Vi os olhos dele brilharem – acho que foi porque toquei meu colo suavemente naquela hora, dando ênfase nos mamilos acesos, mas algumas amigas juram que foi pela regulamentação das palhetas - e conversamos um pouco mais, sobre... a maravilha das palhetas em um mundo globalizado, no século da evolução digital.

Detalhe, enquanto você conversar sobre assuntos aleatórios com um cara (só pra fazer ele entrar na sua e virar um cachorrinho), preste atenção nos olhos dele (mesmo que de mentira) ao mesmo tempo em que mexe seu corpo com métodos extremamente sensuais, devagar e sempre. Ele vai começar a babar e ficar excitadinho, é claro.

Quando percebi que Danny estava no ponto que eu queria (olhando meu corpo com vontade de devorá-lo, comendo biscoitos de chocolate sem parar, de tanta ansiedade), pedi para me levar em casa. O cara pensou que entraria no meu quarto, é claro, mas parou na portaria.

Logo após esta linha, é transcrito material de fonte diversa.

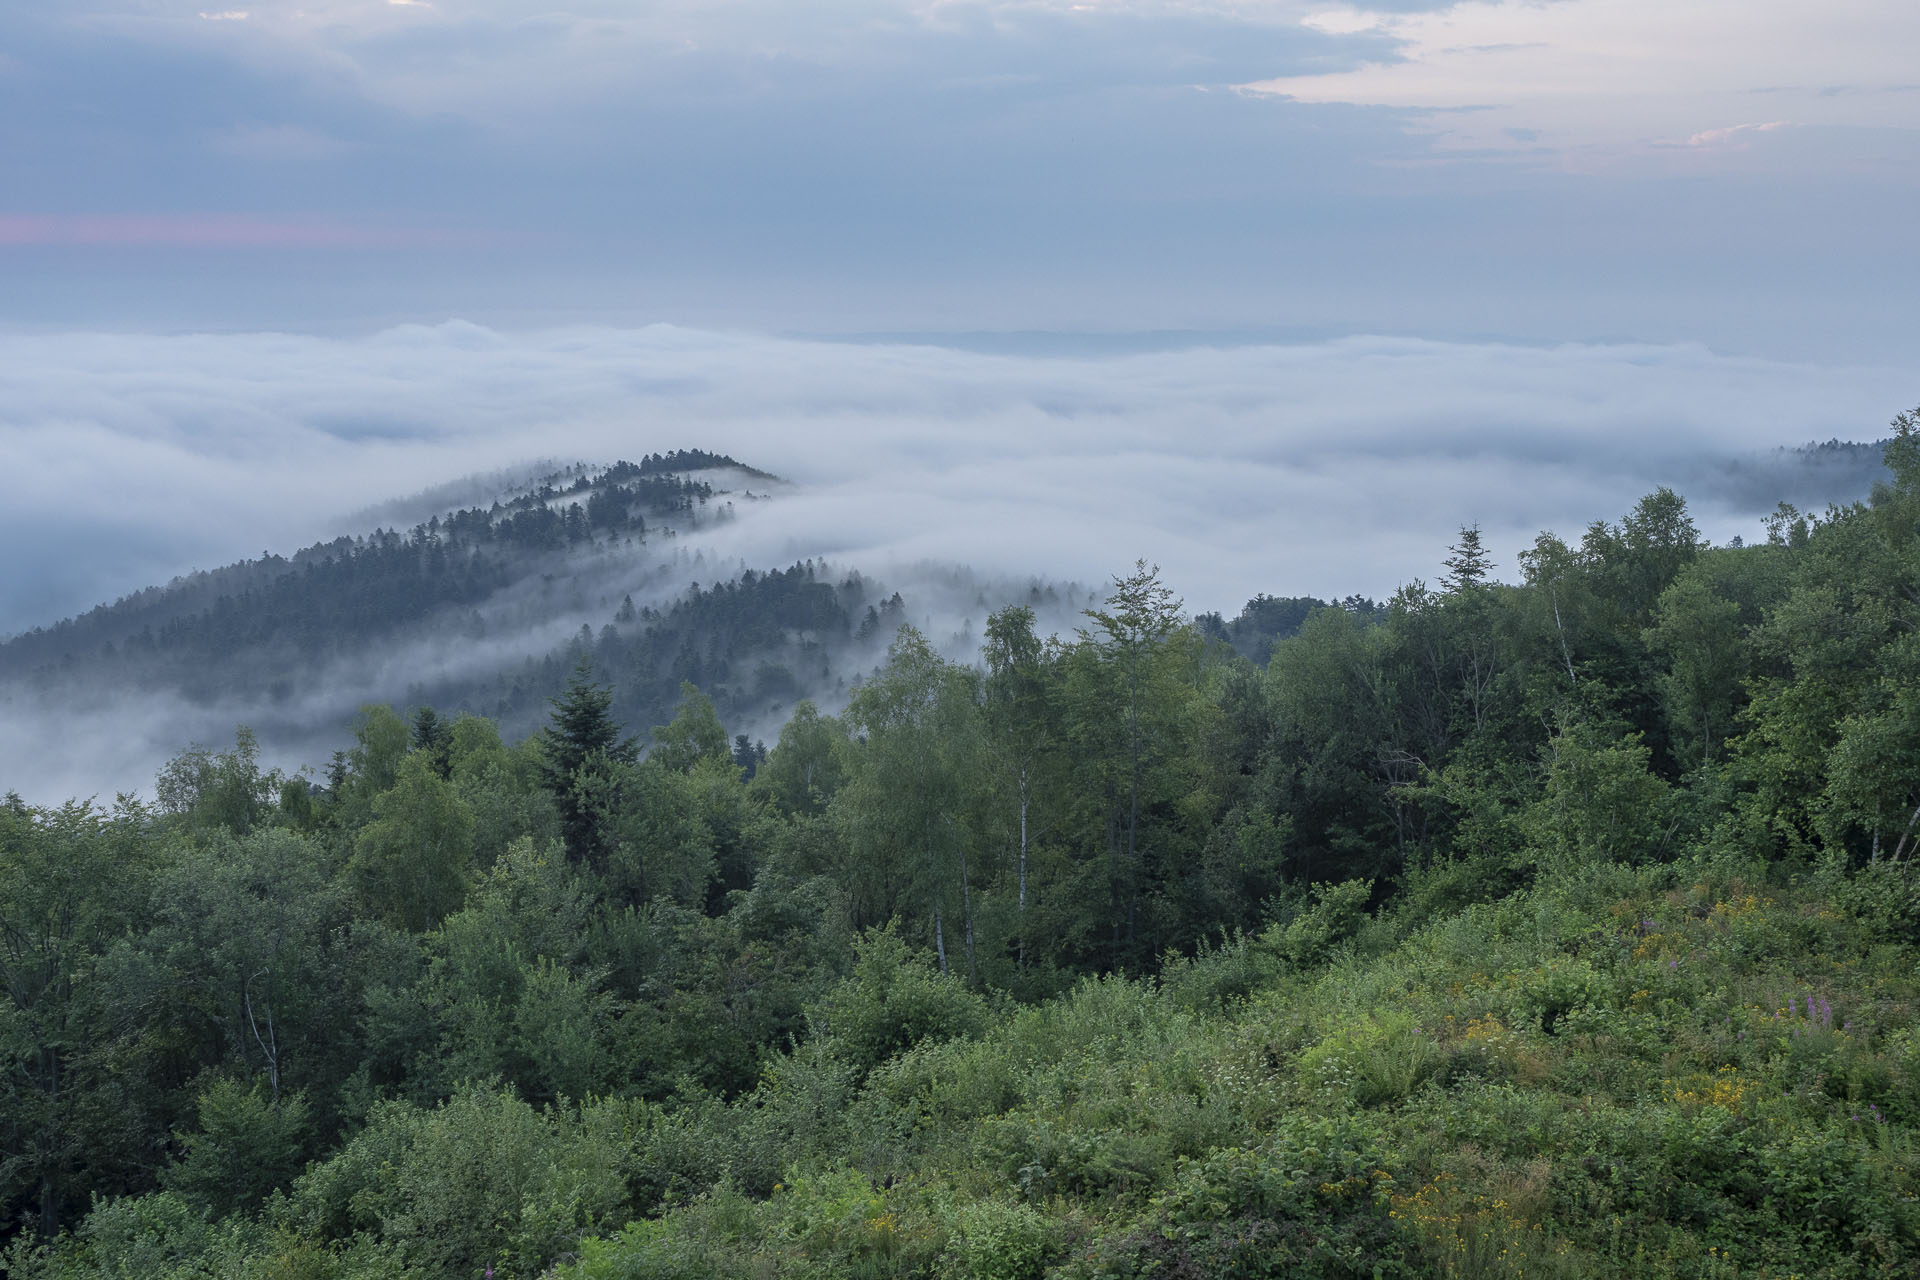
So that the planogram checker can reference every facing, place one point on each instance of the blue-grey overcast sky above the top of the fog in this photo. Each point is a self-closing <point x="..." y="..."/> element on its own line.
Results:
<point x="1725" y="172"/>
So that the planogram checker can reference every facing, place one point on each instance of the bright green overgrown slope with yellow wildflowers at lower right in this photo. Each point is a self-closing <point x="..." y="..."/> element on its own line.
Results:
<point x="1641" y="1074"/>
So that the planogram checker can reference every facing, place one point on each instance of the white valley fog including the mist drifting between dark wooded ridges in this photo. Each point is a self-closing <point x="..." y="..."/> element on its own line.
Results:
<point x="959" y="479"/>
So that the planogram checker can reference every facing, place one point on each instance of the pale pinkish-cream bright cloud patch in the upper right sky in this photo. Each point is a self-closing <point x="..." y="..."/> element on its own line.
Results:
<point x="1606" y="83"/>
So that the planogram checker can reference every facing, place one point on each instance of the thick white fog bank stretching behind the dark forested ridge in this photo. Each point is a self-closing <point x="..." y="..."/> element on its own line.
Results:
<point x="1320" y="469"/>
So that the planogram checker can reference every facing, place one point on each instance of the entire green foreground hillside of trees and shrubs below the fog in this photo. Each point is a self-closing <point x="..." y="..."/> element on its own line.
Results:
<point x="1548" y="920"/>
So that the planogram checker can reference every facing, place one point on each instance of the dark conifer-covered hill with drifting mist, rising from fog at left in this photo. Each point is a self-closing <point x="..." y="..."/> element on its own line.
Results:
<point x="487" y="609"/>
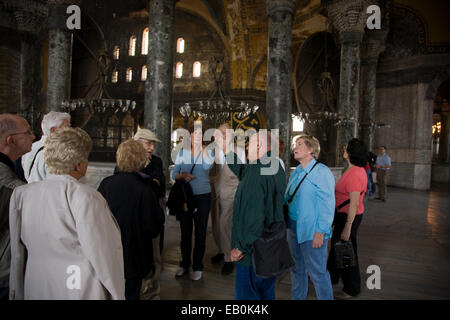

- Tenho que fazer um ritual para a minha avó e é algo de família, extremamente sigiloso.

Ele respondeu com um "aham" achando que eu era uma bruxa ou coisa do tipo. A dica é: deixe ele pensar que você é perigosa.

Depois disso, eu falei baixinho que para ele eu poderia contar a coisa sigilosa, já que me ajudou em um momento tão difícil de perda; e deixei que o cara pensasse que era algo muito ridículo, quando baixei o tom de voz e encostei os lábios em seu ouvido, sussurrando:

- No ritual ficam apenas mulheres, só de calcinha, com os olhos fechados em frente a uma caixa de suspiros com morango e creme de leite, sem dar nenhuma mordidinha no doce, ou misturar os ingredientes.

Tiro e queda. Subi as escadas sem nem ao menos me despedir e deixei o gato de boca aberta, tendo milhões de fantasias e taras.

Dica: descubra a sobremesa favorita do cara com quem estiver saindo e invente um ritual idiota qualquer em que as mulheres ficam apenas de calcinha.

O quinto passo, depois de deixar o cara na vontade é: deixar o cara na vontade, mais uma vez.

Mas esse você só confere se comprar o segundo fascículo: acha que vou contar minhas experiências em um Manual de uma edição e perder dinheiro? Nem pensar! – Aliás, se você for um cara, se cuida, porque está no passo quatro: ficar na vontade.